IEEE/ACM Trans Comput Biol Bioinform. 2024 Jan-Feb;21(1):26-35. doi: 10.1109/TCBB.2023.3328714. Epub 2024 Feb 5.
This article proposes an event-driven solution to genotype imputation, a technique used to statistically infer missing genetic markers in DNA. The work implements the widely accepted Li and Stephens model, primary contributor to the computational complexity of modern x86 solutions, in an attempt to determine whether further investigation of the application is warranted in the event-driven domain. The model is implemented using graph-based Hidden Markov Modeling and executed as a customized forward/backward dynamic programming algorithm. The solution uses an event-driven paradigm to map the algorithm to thousands of concurrent cores, where events are small messages that carry both control and data within the algorithm. The design of a single processing element is discussed. This is then extended across multiple cores and executed on a custom RISC-V NoC cluster called POETS. Results demonstrate how the algorithm scales over increasing hardware resources and a multi-core run demonstrates a 270X reduction in wall-clock processing time when compared to a single-threaded x86 solution. Optimisation of the algorithm via linear interpolation is then introduced and tested, with results demonstrating a wall-clock reduction time of ∼ 5 orders of magnitude when compared to a similarly optimised x86 solution.
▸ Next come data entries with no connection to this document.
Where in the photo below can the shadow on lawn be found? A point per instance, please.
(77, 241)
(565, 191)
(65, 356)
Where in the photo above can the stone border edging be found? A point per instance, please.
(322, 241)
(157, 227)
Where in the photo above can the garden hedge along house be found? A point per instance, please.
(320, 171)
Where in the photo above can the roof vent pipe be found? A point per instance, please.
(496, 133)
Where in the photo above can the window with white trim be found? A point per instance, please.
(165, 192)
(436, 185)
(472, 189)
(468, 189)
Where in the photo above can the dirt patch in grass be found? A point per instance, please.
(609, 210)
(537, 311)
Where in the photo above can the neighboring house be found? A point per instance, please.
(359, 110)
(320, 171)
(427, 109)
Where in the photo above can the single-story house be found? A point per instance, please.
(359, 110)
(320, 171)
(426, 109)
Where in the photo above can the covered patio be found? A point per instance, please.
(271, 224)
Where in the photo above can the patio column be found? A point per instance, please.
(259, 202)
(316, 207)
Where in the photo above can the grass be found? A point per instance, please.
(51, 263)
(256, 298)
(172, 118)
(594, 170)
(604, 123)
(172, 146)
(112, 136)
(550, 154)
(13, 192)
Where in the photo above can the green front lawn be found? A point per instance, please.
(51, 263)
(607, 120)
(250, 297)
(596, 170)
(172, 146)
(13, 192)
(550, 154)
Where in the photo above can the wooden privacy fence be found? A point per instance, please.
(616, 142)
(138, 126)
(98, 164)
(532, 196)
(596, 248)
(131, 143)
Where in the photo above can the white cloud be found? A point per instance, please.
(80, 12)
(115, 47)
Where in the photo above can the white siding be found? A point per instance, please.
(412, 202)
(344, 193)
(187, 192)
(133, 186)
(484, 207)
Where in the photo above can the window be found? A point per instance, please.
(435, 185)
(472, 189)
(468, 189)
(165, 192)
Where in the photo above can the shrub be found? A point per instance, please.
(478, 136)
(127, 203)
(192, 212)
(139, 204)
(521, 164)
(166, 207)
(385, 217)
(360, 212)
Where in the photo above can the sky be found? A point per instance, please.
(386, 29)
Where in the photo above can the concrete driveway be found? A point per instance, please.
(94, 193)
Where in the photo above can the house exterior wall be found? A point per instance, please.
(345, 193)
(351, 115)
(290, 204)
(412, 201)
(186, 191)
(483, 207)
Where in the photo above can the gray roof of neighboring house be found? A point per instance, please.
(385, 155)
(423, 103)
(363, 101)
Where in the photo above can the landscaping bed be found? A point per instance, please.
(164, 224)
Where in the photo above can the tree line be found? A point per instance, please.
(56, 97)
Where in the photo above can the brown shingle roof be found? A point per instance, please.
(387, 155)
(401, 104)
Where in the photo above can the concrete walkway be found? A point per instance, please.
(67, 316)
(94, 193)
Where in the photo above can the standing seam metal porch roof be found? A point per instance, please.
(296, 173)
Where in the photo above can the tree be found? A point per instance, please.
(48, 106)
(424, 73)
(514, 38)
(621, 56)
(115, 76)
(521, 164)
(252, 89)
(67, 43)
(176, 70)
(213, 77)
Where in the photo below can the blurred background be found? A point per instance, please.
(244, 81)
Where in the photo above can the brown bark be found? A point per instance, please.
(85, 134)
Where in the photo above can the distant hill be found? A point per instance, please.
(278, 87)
本文提出了一种基于事件驱动的基因型推断解决方案,该技术用于统计推断 DNA 中缺失的遗传标记。该工作实现了被广泛接受的 Li 和 Stephens 模型,这是现代 x86 解决方案计算复杂度的主要贡献者,试图确定在事件驱动领域是否有必要进一步研究该应用。该模型使用基于图的隐马尔可夫模型实现,并作为定制的前向/后向动态规划算法执行。该解决方案使用事件驱动范例将算法映射到数千个并发核上,其中事件是在算法中携带控制和数据的小消息。讨论了单个处理元素的设计。然后将其扩展到多个核心,并在称为 POETS 的自定义 RISC-V NoC 集群上执行。结果表明,该算法在增加硬件资源时如何扩展,并且与单线程 x86 解决方案相比,多核运行将处理时间减少了 270 倍。然后引入并测试了通过线性插值对算法进行优化的结果,与类似优化的 x86 解决方案相比,结果表明处理时间减少了 ∼ 5 个数量级。